Aron and a contemporary stand on a lit pedestrian bridge at night, looking at a smartphone and holding a Canon camera.

In the rare position of being alongside titans of the industry while amassing a huge amount of knowledge, Aron knew exactly what Canon’s tools are capable of – and what he needed to do next: go back to his roots. “Even though filmmaking is a huge part of my life, I hadn't actually made any since university,” he says. “I’d jumped straight into advancing my technical knowledge and supporting filmmakers. So, 2024 became a significant creative year for me.” 

However, he didn’t choose a modern cinema camera for his first project, but one from the archives – a Canon Super 8 – and enlisted the help of Jack Adair, our European Broadcast & Cinema Marketing Lead, partially set in our European Head Office. “Jack Goes to Work was made for a competition called Straight 8, which is why it was filmed on a Super 8 camera,” Aron explains. “You shoot on film, but you can't edit it – you send it directly to the competition, and don’t even get to watch it unless it gets selected.” Sounds straightforward? “It was a gamble,” he says.

“You don't know whether the colours are okay or if the sound synced with the picture because you send the sound separately,” he explains. “I did lots of technical tests, but it was never guaranteed.” The film was just three minutes long, but every second was subject to Aron’s technical scrutiny and, boy, did it pay off. It made the top 25, so the first time he ever saw Jack Goes to Work was alongside an audience of 500 at London’s British Film Institute IMAX. “It was one of the best experiences of my life. I can't even tell you how amazing that felt.”

A behind-the-scenes shot of Pozzy’s music video, where he stands in front of large LED screen displaying a bright city street at night.

He has since worked with a number of up-and-coming artists on their music videos. “Even though I'm a filmmaker, my first love is music. Learning to make music videos helped me through my darkest time.”  He’s used his knowledge to come up with new kinds of creative executions and, in the process, attracting support from big names in the industry, like Director of Photography, Ian Murray. “He works on amazing videos and commercials, and we met through a Canon project. He said that he’d shoot a music video for me if I had one, so I jumped on that.”

Music is always the driving force behind Aron’s creativity, and one artist sparked an experimental idea that he hadn’t seen before – simply because it hadn’t previously been possible. “I reached out to Pozzy, a grime artist, after he did a freestyle on BBC Radio 1Xtra that blew up. I wanted to shoot a music video with just pictures, using a Canon camera – not video, not cinema – just photos”. The idea alone excited Ian Murray, who was immediately on board.

On a darkened film set, a woman sits in a misty, blue-lit artificial landscape. Two silhouetted crew members stand to one side, watching her on a screen.
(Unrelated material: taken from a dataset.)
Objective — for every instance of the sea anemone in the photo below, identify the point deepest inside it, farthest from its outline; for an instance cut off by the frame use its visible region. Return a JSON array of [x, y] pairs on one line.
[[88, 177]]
The 150,000 images it took to create the video were taken so smoothly, the pause between frames so short and consistent, that the music could be manually lip-synched because, of course, using still photos means you can’t capture sound. “We’ve all seen burst images – where many photos are captured in quick succession – but cameras have now reached the point where their speed is constant. Not as fast as shooting video, but constant, and a lot of people haven't really realised this yet”. Creatively, it was a challenge that paid off. “The result is subtle. It has hyper levels of sharpness, then a lot of motion blur – it’s an interesting mix.” 

Aron’s now at the stage where he is creating his own visual language, one that may become his trademark style, but he knows that this is an industry where everyone must pull together to grow. His technical know-how means that he can bring big ideas to the table – like mixing real and virtual environments or shooting differently – and it doesn’t just help to advance his career, but those of others too – such as Tara Lilly and BombayMami. For Aron it is always a collective endeavour.  

“I love filmmaking and music equally,” he says. “I couldn't write a short film without music and have a list of a hundred artists I’d love to work with. It’s all about meeting each other at the right stage of our careers and, to be honest, it’s what drives me.”